I’ve mentioned elsewhere that I’m a fan of cloudflare’s services and recently came across their teams service. The thing I like about cloudflare’s services is they always tend to offer a free tier aimed at smaller networks and/or startups. These free services are ideal for home networks so game on!
Their teams services (update: now renamed Cloudflare Zero Trust) is basically split into two services; Access and Gateway. Access is their version of a VPN service and at the moment I’m not interested in that element. It’s the Gateway service that piqued my interest.
Gateway in a nutshell is a next-gen firewall that can provide protection from malware, ransomware, phishing, command & control etc via a DNS filtering service. The documentation you need is here but all I had to do was add my home network as a location. Cloudflare then provides you with a unique DNS-over-HTTPS endpoint – add this as the DNS resolver to your router (or pi-holes in my case) and job is a good ‘un’.

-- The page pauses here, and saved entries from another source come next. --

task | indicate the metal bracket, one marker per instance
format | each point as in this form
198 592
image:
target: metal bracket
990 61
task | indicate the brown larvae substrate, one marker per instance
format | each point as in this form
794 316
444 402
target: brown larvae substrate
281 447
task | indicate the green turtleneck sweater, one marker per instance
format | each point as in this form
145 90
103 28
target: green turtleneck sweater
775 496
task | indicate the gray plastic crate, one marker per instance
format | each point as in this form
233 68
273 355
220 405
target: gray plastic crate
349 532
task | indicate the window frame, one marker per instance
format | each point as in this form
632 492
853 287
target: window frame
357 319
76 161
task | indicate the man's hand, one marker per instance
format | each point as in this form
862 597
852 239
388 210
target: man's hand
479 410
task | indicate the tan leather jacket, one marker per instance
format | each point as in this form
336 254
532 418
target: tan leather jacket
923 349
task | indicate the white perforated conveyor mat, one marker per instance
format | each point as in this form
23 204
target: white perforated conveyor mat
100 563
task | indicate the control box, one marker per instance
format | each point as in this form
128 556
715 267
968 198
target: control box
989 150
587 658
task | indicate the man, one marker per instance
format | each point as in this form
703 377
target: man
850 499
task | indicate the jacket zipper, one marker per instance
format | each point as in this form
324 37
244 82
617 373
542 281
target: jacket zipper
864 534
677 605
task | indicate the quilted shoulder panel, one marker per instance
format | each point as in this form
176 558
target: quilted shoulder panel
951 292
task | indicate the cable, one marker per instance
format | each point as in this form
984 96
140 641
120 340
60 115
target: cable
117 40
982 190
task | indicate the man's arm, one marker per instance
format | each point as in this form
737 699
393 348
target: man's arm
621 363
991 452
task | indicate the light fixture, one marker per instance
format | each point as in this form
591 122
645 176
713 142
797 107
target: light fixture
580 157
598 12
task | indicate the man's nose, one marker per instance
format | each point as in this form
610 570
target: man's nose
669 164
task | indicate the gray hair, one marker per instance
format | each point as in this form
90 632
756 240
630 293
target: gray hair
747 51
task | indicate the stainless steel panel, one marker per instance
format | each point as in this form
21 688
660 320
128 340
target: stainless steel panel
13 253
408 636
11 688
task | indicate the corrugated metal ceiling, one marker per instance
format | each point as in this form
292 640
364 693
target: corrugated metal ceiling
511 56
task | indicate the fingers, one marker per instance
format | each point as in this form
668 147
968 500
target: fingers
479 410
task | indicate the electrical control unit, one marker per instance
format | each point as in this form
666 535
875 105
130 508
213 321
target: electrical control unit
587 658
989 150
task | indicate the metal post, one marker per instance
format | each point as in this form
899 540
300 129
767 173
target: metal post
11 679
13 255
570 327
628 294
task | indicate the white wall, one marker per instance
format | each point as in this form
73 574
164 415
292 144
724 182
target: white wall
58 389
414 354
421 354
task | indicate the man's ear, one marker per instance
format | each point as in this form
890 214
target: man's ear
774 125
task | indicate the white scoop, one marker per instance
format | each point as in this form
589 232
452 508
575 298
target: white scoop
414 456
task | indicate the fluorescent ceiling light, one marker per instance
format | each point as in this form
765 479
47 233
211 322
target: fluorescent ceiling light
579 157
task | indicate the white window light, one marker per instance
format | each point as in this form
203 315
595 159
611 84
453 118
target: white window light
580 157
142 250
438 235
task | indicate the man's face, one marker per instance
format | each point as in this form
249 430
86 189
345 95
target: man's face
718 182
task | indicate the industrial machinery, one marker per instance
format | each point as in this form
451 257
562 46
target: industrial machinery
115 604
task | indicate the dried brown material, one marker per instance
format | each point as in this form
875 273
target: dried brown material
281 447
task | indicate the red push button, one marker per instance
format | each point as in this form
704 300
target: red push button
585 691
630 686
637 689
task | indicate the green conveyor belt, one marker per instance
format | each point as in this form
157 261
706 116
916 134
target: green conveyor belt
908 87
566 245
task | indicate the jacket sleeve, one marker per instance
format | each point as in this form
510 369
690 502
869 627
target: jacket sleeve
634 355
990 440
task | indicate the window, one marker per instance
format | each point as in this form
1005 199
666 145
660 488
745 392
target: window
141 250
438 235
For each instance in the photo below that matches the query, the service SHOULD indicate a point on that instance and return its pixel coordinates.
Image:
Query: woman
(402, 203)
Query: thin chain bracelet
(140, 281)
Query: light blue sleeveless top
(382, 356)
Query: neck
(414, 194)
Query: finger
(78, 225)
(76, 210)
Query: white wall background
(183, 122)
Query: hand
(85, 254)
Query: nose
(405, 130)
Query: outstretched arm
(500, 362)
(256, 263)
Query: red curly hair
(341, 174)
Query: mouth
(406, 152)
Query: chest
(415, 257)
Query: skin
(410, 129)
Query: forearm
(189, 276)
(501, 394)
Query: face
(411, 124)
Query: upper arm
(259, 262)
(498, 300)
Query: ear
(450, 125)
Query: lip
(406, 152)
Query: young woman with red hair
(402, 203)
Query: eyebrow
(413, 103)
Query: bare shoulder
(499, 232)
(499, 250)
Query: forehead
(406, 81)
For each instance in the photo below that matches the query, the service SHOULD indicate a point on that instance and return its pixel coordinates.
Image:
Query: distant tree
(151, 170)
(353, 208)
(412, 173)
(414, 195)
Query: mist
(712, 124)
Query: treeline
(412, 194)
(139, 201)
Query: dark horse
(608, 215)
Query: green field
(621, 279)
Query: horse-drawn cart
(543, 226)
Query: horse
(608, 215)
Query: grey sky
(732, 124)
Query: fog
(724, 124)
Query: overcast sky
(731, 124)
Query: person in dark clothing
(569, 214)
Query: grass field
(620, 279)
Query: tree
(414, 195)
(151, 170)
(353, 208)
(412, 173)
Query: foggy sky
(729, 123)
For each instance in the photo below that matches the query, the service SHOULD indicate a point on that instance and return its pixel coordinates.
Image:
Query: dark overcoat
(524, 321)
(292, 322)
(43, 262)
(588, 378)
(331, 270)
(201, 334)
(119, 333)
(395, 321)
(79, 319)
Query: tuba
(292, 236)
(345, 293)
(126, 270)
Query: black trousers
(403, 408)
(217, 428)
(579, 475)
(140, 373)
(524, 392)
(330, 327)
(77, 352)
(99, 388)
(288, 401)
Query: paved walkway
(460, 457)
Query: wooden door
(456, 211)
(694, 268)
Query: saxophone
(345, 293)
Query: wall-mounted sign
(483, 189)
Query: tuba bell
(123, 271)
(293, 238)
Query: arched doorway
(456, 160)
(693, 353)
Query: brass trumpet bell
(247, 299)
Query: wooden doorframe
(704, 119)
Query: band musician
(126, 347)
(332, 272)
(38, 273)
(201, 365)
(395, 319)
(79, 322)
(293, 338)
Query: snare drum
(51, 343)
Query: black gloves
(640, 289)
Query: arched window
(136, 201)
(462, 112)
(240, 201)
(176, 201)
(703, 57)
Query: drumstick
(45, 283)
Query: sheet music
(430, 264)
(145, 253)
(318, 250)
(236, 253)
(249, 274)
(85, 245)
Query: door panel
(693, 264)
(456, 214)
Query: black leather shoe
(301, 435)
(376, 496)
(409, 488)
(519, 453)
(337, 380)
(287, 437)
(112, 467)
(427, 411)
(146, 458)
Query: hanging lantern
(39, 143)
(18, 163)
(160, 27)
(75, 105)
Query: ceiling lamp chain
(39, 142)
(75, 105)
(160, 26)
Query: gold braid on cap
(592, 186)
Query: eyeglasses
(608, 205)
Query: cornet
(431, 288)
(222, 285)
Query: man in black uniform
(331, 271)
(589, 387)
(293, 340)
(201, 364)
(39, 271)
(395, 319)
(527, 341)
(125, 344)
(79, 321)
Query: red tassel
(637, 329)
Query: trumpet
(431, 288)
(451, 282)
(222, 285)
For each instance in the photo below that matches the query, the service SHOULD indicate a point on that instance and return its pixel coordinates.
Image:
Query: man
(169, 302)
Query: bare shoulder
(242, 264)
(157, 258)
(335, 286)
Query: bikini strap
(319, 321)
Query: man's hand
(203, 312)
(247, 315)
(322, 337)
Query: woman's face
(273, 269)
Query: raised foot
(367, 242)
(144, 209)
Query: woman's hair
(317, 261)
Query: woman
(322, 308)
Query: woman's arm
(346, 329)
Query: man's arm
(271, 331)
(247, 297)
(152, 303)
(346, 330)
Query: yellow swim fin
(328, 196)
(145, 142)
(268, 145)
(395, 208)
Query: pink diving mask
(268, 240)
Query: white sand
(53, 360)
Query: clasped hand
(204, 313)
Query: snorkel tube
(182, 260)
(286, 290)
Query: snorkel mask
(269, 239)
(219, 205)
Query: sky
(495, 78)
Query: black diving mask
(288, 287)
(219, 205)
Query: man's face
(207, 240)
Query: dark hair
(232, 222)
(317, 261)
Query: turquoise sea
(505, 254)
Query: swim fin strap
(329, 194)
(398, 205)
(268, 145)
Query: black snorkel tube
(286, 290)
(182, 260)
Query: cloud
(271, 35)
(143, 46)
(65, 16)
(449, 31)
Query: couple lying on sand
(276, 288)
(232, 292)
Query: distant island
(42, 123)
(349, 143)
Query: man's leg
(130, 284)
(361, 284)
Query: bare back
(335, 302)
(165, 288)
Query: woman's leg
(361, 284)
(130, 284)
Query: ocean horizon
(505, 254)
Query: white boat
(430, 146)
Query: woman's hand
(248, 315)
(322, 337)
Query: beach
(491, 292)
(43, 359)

You can then create a DNS policy to take advantage of cloudflare’s filtering service. I know the pi-holes are filtering to some extent but their filtering capabilities are only as good as the lists I’m making use of so a belt and braces approach makes sense. Within the cloudflare policies I’ve turned on blocking for all the ‘bad’ security categories as defined by cloudflare,, these include C&C, botnets, malware, phishing domains, known spam domains etc etc. If a host on my network tries to access a site that is in cloudflare’s block list the domain just won’t resolve.
Your cloudflare dashboard will also give you a nice little breakdown of the DNS requsts that have been resolved:
I’m quite happy with my DNS provision now. My network clients (and guest users) use the pi-holes for DNS resolution, they block or allow access and strip out all the ads, they also resolve via cloudflare using DoH and cloudflare also blocks or allows depending on the security risk of the destination domain.